Over the last 18 months I have been fortunate to have the opportunity to reflect, research, and synthesise with colleagues, what we have learnt about costs and benefits from digital curation and preservation. The results are now published in a cost-benefit advocacy toolkit released by the Consortium of European Social Science Data Archives (CESSDA).

It was a small project focussed on the needs of social science data archives but much of what it has done will be of interest to anyone involved in digital preservation and repositories.

So what have we learnt over recent years, and to borrow from the title of this blog, are we there yet?

The answer to that question is going to have to be a personal viewpoint, and largely from a UK and European perspective, but I hope it is largely applicable to most practitioners and countries.

My benchmark starts a decade ago with the UK e-Infrastructure Strategy for Research Preservation and Curation Working Group. This working group drawn from libraries, research data services, and related bodies such as the DPC was charged with addressing the need for curation and preservation as part of the e-infrastructure for research and helping to define the development of this infrastructure. Its report was published in January 2007.

One of our tasks was to pull together evidence for the funding case to Government particularly to cope with the growing role of data in research.

All my colleagues in data archives were able to provide the annual budgets for running their services. Numbers varied greatly from service to service. Was digital curation and preservation expensive? How did the different disciplines compare? To get a rough comparison, the cost of each service was divided by the overall research budget of the research council which funded them. The results proved remarkably consistent, with the costs of all the existing data archives representing between 1.4 -1.5% of their respective research council budgets.

Even so, there were still big gaps in our knowledge of costs. Costs within institutions and institutional repositories (where significant volumes of research data reside that are not in national/international archives) were largely unknown or unknowable.

Asking colleagues about benefits and could we quantify them proved an even bigger challenge. We had a lot of generic statements about benefits but nothing that could be easily quantified.

The cost-benefit advocacy toolkit

Over the last decade, some of these gaps in our knowledge have begun to be filled. It has been a slow, painstaking development of methods and tools, and evidence gathering by projects such as Keeping Research Data Safe, the 4C project, and a series of economic impact studies for different data services.

The CESSDA SaW project funded by Horizon 2020, devoted part of one of its work packages to compiling a cost-benefit advocacy toolkit. This has aimed to draw together available evidence and tools for costs, benefits, and impact and to do so in a way to help even the smallest archives with advocacy, and understanding of key methods and evidence.

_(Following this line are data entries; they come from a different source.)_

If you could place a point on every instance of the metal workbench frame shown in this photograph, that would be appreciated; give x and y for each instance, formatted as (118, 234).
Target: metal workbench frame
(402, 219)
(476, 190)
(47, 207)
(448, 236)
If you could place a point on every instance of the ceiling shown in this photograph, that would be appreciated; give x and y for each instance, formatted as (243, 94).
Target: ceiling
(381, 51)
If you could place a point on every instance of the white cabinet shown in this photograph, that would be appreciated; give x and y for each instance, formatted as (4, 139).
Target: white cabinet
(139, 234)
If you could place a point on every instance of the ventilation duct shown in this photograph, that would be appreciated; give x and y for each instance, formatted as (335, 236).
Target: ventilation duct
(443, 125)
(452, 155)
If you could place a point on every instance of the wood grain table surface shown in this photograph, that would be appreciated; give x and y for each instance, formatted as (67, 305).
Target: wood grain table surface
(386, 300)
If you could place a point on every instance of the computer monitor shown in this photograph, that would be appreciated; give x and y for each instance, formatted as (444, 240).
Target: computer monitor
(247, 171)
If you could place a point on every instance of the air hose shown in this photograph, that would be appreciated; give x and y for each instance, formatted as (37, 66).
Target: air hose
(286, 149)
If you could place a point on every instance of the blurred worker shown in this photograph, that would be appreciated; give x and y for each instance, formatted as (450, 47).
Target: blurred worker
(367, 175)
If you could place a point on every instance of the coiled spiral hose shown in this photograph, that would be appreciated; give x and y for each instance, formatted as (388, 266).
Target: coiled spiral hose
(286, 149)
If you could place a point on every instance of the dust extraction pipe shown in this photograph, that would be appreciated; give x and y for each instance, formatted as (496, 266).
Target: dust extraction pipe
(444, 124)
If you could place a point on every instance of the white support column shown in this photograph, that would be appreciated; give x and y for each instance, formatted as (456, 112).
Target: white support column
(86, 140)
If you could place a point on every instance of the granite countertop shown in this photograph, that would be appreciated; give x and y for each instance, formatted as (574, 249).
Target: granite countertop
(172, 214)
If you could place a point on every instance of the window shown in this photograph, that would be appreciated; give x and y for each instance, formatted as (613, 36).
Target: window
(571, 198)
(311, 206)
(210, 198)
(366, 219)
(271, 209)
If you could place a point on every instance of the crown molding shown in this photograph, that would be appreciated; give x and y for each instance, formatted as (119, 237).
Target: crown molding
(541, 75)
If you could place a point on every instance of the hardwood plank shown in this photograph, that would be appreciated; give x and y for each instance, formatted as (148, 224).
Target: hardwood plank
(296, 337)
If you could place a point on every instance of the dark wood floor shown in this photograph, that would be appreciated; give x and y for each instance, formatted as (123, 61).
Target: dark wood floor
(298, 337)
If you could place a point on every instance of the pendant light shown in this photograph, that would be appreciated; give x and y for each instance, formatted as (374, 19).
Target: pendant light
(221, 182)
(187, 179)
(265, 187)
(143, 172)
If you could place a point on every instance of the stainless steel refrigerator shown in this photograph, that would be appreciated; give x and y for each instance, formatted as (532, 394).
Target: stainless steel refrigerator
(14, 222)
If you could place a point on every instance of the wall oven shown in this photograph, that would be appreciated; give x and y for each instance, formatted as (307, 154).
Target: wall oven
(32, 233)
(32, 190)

The toolkit is comprised of:

  • A User Guide;
  • Three Factsheets (Benefits, Costs, and Return on Investment);
  • Four Case Studies from Social Science Data Archives (ADP in Slovenia, FSD in Finland, LiDA in Lithuania, and UKDS in the UK);
  • Two Worksheets (the Archive Development Canvas, and the Benefits Summary for a Data Archive);
  • A Deliverable Report describing how the toolkit was developed.

In addition, the Toolkit describes and links to a number of pre-existing external tools and relevant studies. You can access the Toolkit and download any components from here.

Key findings and evidence

I would like to present some of the key findings and evidence in the Benefits, Costs, and Return on Investment Factsheets that I think will be of widest relevance and interest for those working in digital preservation and repositories.

Repositories are appreciating assets

A repository tends to develop a critical mass of content, expertise and users over time. From the point they are established, repositories (or at least well-run repositories) grow the breadth and depth of their collections, their tools and infrastructure, training and support, professional networks, user base, and impact. They are appreciating assets that grow in value.

As such they are different to other tangible physical research infrastructure such as high-performance computers, research ships, or physical facilities. Typically, these are depreciating assets, with high initial use but declining value over time.

This has significant implications for how or when we measure impact of archives, and how we fund or advocate for them.

Neil Beagrie Appreciating Assets crop

Archives are appreciating assets – extract from the CESSDA SaW Return on Investment Factsheet http://dx.doi.org/10.18448/16.0002 .

Data Archives provide high efficiency gains for research, teaching and learning

Over the last 5 years, a series of studies authored by John Houghton and myself have examined the value and impact of 4 very different research data archives: the Economic and Social Data Service (which became the UK Data Service); the Archaeology Data Service; the British Atmospheric Data

Centre; and the EMBL European Bioinformatics Institute. These archives vary substantially in scale, services, and disciplinary focus. Each of the studies examined efficiency gains (in terms of saving time) for a range of users. The funders, funder requirements and coverage differed from study to study but they all showed a consistent pattern and very high efficiency gains for their users.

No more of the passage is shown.